Si ces épîtres apportent sur l’âme de Paul et sur ses relations avec ses convertis des lumières d’un extrême intérêt, leur importance doctrinale n’est pas moindre. Nous y trouvons, surtout dans 1 Co, des informations et des décisions sur bien des problèmes cruciaux du christianisme primitif, aussi bien dans sa vie intérieure : pureté des mœurs, 1 Co :5.1-13 ; 6.12-20, mariage et virginité, 1 Co 7.1-40, tenue des assemblées religieuses et célébration de l’eucharistie, 11-12, usage des charismes, 1 Co 12.1–14.40, – que dans ses rapports avec le monde païen : appel aux tribunaux, 1 Co 6.1-11, viandes offertes aux idoles 8-10. Ce qui aurait pu n’être que cas de conscience ou règlements de liturgie devient, grâce au génie de Paul, occasion de vues profondes sur la vraie liberté de la vie chrétienne, la sanctification du corps, le primat de la charité, l’union au Christ.
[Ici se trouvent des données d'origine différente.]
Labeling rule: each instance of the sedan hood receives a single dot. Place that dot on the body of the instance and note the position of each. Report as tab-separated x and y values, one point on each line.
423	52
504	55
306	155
La défense de son apostolat, 2 Co 10-13, lui inspire des pages splendides sur la grandeur du ministère apostolique, 2 Co 2.12 – 6.10 ; et le sujet très concret de la collecte, 2 Co 8-9, est illuminé par l’idéal de l’union entre les Églises. L’horizon eschatologique est toujours présent et sous-tend tout l’exposé sur la résurrection de la chair, 1 Co 15. Mais les descriptions apocalyptiques de 1 Th et 2 Th font place à une discussion plus rationnelle qui justifie cette espérance difficile pour des esprits grecs. Cette adaptation de l’Évangile au monde nouveau où il pénètre se manifeste surtout dans l’opposition de la folie de la Croix à la sagesse hellénique. Aux Corinthiens qui se divisent en s’opposant leurs différents maîtres et leurs talents humains, Paul rappelle qu’il n’y a qu’un seul maître, le Christ, un seul message, le salut par sa croix, et que là est la seule et vraie Sagesse, 1 Co 1.10 – 4.13. Ainsi, par la force des choses et sans renier les perspectives eschatologiques, il est amené à insister davantage sur la vie chrétienne présente, comme union au Christ dans la vraie connaissance qui est celle de la foi. Cette vie que donne la foi, il va l’approfondir encore, et, cette fois, par rapport au judaïsme, à la suite de la crise galate.